Please read these first, as this proposal is about launching foundation models on Pocket Network. It helps to understand what they are and who is some of the competition.
1. What are Foundation Models? - Foundation Models in Generative AI Explained - AWS
2. Build Generative AI Applications with Foundation Models - Amazon Bedrock FAQs - AWS
Goals of this doc:
- Starting a discussion on enabling a brand new offering type, specifically multi-purpose and general use generative AI models on Pocket Network.
- Getting feedback from
- portal operators on their requirements.
- node runners on cost and implementation.
- DAO on ecosystem fit and tokenomics.
This doc is a conversation starter. It is not a be-all/end-all proposal for all possible uses of RTTM feature or even implementation of AI on Pocket Network.
Introduction:
Once the RTTM changes are in place, Pocket Network can be an excellent venue for hosting and running off-the-shelf Foundation Models (FM).
Why can Pocket with successful in this domain?
- Privacy - Pocket offers a much higher level of privacy and confidentiality than any other commercial offering.
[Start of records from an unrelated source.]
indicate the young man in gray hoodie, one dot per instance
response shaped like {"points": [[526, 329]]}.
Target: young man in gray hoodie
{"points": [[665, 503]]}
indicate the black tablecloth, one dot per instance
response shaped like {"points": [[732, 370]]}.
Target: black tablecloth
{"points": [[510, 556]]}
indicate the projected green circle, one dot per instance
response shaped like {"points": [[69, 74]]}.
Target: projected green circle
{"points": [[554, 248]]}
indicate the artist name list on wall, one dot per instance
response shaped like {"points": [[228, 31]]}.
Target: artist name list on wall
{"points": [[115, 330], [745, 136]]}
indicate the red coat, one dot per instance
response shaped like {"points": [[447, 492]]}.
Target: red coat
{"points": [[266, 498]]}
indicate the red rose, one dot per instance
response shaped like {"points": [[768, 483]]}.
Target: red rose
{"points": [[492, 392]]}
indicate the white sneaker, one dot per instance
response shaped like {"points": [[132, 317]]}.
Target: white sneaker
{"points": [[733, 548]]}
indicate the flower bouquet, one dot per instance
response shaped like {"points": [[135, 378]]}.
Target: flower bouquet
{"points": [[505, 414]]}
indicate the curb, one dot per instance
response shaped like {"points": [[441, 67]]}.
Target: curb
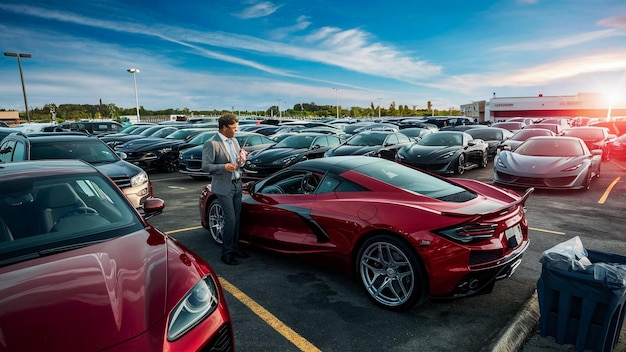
{"points": [[519, 329]]}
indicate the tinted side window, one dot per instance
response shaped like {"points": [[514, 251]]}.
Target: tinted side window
{"points": [[20, 151], [321, 141], [6, 151]]}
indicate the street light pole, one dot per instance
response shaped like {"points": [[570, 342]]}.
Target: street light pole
{"points": [[337, 100], [19, 63], [134, 71]]}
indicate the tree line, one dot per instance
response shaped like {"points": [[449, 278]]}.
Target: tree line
{"points": [[75, 112]]}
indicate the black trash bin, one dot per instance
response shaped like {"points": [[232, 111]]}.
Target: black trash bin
{"points": [[578, 309]]}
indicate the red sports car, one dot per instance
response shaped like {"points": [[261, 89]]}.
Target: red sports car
{"points": [[404, 233], [82, 270]]}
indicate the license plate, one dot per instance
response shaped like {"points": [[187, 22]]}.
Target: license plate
{"points": [[514, 235]]}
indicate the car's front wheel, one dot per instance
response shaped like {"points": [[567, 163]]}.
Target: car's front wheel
{"points": [[484, 160], [215, 215], [391, 273], [460, 165], [169, 162]]}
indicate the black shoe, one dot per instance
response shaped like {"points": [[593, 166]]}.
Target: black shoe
{"points": [[229, 260], [241, 254]]}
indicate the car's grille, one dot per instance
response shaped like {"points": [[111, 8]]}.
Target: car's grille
{"points": [[539, 182], [428, 167], [222, 341], [121, 181]]}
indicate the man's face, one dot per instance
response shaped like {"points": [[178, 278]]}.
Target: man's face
{"points": [[229, 131]]}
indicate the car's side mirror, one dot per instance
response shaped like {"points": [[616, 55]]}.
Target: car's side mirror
{"points": [[122, 155], [153, 207], [249, 186]]}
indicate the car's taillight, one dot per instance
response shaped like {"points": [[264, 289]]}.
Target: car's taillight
{"points": [[468, 233]]}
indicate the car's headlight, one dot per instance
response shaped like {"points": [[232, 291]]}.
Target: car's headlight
{"points": [[572, 168], [290, 159], [197, 304], [447, 155], [139, 179]]}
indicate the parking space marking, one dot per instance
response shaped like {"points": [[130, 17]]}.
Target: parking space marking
{"points": [[608, 191], [548, 231], [183, 230], [269, 318]]}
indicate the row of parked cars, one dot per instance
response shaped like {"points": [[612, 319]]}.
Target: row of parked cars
{"points": [[74, 245]]}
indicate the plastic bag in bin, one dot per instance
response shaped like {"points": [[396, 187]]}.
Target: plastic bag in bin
{"points": [[568, 255]]}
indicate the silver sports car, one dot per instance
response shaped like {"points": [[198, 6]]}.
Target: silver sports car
{"points": [[552, 162]]}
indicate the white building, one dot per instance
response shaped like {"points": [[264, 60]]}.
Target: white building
{"points": [[582, 104]]}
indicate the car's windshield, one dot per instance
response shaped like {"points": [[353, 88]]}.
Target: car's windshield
{"points": [[201, 138], [48, 214], [298, 142], [441, 139], [525, 134], [163, 132], [89, 150], [416, 181], [585, 133], [554, 147], [182, 134], [486, 134], [367, 139]]}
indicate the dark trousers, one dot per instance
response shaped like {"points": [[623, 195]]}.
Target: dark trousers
{"points": [[231, 205]]}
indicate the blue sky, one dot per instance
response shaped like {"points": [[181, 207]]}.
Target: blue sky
{"points": [[250, 55]]}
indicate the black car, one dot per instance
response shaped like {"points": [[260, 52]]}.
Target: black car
{"points": [[287, 152], [190, 159], [115, 139], [382, 144], [159, 153], [596, 138], [131, 179], [494, 136], [445, 152]]}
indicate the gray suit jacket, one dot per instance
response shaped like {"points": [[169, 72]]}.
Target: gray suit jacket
{"points": [[214, 156]]}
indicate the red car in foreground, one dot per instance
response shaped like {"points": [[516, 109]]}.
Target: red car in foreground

- Permission - Pocket offers worldwide access. In contrast, competitors such as AWS BedRock require case-by-case approval to access these models. Friction to onboarding is much lower in case of Pocket.
- Price - Pocket can be more price effective than competitors because it doesn’t incur the costs of running large data centers and the massive amount of personnel associated with their offerings.
Possible Concerns (and why they shouldn’t be)
- Foundation Models - Some people think that only custom or fine-tuned models are necessary, therefore Pocket wouldn’t be competitive with its off-the-shelf foundation models. This is incorrect. FMs are still extremely useful for a lot of purposes and they are sufficient for most LLM-enabled applications nowadays.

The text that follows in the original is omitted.